Hannover Re collateralised reinsurance & cat bond business expanded in 2023
Despite the slowdown in the collateralised reinsurance marketplace in recent years, global reinsurer Hannover Re continues to place more limit on behalf of investor and ILS fund partners, growing this segment of its business again in full-year 2023.
Hannover Re is a key facilitator for the global insurance-linked securities (ILS) market, both through assisting cedents with catastrophe bond transactions, by fronting the capital markets, as well as utilising its balance-sheet to help other fund managers and investors access reinsurance risk in collateralised form.
Hannover Re’s role in insurance-linked securities (ILS) market facilitation has expanded further, through its fronting and risk transformation activities for collateralised reinsurance and catastrophe bond transactions.
The reinsurer partners with dedicated ILS fund managers and investors, helping them access risk through Hannover Re’s structures and using the added benefit of its balance-sheet to absorb some of the tail risk associated with deals.
Hannover Re derives benefits from these fronting and risk transformation relationships through incremental earnings, in terms of fees, and just as importantly it enables the reinsurer to become a larger and more important partner to clients and cedents, enabling them to directly access capital market reinsurance capacity, alongside the robust balance-sheet protection it provides.
In 2022, Hannover Re reported a key metric for the collateralised reinsurance fronting and risk transformation activities grew significantly, with ceded exposure limit of the underlying retrocession arrangements rising 36% to almost EUR 6.2 billion for the year.
Then, in the first-half of 2023 another measure of these ILS-related activities rose as well, as the reinsurer reported that the collateral furnished to ceding companies by investors, as security for potential reinsurance obligations from ILS transactions it facilitated, rose 38% on the prior year to more than EUR 4.6 billion for the first-half.

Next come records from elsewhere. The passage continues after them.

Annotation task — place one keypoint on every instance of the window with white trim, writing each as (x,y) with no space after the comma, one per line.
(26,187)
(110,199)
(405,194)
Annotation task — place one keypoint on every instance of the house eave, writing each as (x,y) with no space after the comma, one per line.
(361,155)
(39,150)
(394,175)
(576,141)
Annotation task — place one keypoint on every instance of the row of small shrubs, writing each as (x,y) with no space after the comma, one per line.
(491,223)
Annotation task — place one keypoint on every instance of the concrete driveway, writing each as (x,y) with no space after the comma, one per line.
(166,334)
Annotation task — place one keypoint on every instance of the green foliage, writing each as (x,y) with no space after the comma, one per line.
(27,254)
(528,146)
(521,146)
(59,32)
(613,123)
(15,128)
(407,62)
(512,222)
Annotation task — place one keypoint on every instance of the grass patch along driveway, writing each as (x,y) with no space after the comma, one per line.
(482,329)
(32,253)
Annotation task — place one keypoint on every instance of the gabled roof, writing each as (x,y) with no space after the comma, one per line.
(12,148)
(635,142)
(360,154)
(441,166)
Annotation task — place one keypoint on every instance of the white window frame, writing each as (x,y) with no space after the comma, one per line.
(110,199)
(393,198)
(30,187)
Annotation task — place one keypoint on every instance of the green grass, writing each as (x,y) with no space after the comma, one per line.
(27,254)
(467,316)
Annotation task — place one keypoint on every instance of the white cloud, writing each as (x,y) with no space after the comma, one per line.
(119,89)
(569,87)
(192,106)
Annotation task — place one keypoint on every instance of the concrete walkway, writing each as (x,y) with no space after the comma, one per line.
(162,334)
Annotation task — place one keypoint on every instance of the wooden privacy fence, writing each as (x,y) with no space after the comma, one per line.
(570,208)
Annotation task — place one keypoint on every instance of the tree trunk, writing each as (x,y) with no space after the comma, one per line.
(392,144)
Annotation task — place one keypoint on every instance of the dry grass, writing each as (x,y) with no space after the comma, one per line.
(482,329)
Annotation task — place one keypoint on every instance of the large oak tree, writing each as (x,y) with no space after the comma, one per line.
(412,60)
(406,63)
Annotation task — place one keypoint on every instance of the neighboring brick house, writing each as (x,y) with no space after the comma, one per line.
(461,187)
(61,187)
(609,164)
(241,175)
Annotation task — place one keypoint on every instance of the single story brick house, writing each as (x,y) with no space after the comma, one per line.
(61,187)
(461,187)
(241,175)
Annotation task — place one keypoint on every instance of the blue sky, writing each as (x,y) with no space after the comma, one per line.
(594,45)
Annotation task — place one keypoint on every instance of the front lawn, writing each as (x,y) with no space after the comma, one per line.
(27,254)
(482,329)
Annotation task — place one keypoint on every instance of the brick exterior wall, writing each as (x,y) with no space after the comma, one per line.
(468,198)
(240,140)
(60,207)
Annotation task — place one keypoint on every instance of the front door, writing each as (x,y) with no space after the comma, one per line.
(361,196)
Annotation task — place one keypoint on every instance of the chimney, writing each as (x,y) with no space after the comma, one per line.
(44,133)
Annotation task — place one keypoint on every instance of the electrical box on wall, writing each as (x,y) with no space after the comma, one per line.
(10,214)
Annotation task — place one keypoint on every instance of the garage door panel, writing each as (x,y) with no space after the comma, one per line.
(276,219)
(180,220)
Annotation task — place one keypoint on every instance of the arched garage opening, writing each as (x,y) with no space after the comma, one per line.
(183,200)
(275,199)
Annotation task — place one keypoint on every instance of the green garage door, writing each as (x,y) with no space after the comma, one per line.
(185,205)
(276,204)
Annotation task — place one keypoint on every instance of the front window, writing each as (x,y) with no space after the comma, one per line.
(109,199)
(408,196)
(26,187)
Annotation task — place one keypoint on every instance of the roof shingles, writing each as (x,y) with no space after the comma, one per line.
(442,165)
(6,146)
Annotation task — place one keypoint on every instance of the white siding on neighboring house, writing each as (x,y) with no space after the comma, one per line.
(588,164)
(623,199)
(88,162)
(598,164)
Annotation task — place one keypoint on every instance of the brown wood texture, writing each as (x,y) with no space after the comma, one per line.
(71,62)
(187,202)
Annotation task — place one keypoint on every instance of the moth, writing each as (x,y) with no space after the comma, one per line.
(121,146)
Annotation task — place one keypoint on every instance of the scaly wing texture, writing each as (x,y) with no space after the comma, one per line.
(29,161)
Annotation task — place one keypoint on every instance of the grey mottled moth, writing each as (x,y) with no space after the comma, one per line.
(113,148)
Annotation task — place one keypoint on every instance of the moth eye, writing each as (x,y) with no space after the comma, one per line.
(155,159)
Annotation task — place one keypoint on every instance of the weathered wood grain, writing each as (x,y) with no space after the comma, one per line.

Now, some full-year data has come to light and in full-year 2023 there was additional expansion.
Hannover Re reports that ceded exposure limit of the underlying retrocession agreements for collateralised reinsurance deals it facilitated reached EUR 6.278 billion, up slightly on the prior years EUR 6.183 billion.
While only a slight increase, we suspect this figure includes exposure limits related to collateralised reinsurance deals from previous years that remain in Hannover Re’s reporting, so increasing in a year with few major catastrophe events that hit the ILS market suggests more robust business growth than the numbers alone portray, we believe.
This is evidenced by significant full-year growth in collateral furnished by ILS investors to support the collateralised reinsurance transactions Hannover Re facilitated.
In total, EUR 5.112 billion of collateral which was furnished by investors as security for potential reinsurance obligations from ILS transactions across full-year 2023, much higher than the EUR 3.323 billion from 2022.
That shows that, despite all the reports of collateralized reinsurance activity slowing, the market has maintained a strong position in the market and Hannover Re has won a larger portion of that ILS business in 2023, it appears.
In the catastrophe bond fronting segment, Hannover Re had a record year in 2023, with some US $2.8 billion in cat bond deals placed that it had a hand in facilitating for clients.
That beat the record of US $2.7 billion set in 2021 for the reinsurer.
Hannover Re expects activity will continue to grow in ILS markets, not least because of a continuing, although not as severe, catastrophe reinsurance capacity shortage around the world.
Rising demand for insurance-linked securities (ILS) is forecast by the reinsurer and Hannover Re expects its ILS related business will grow further and deliver a consistent profit contribution for the company.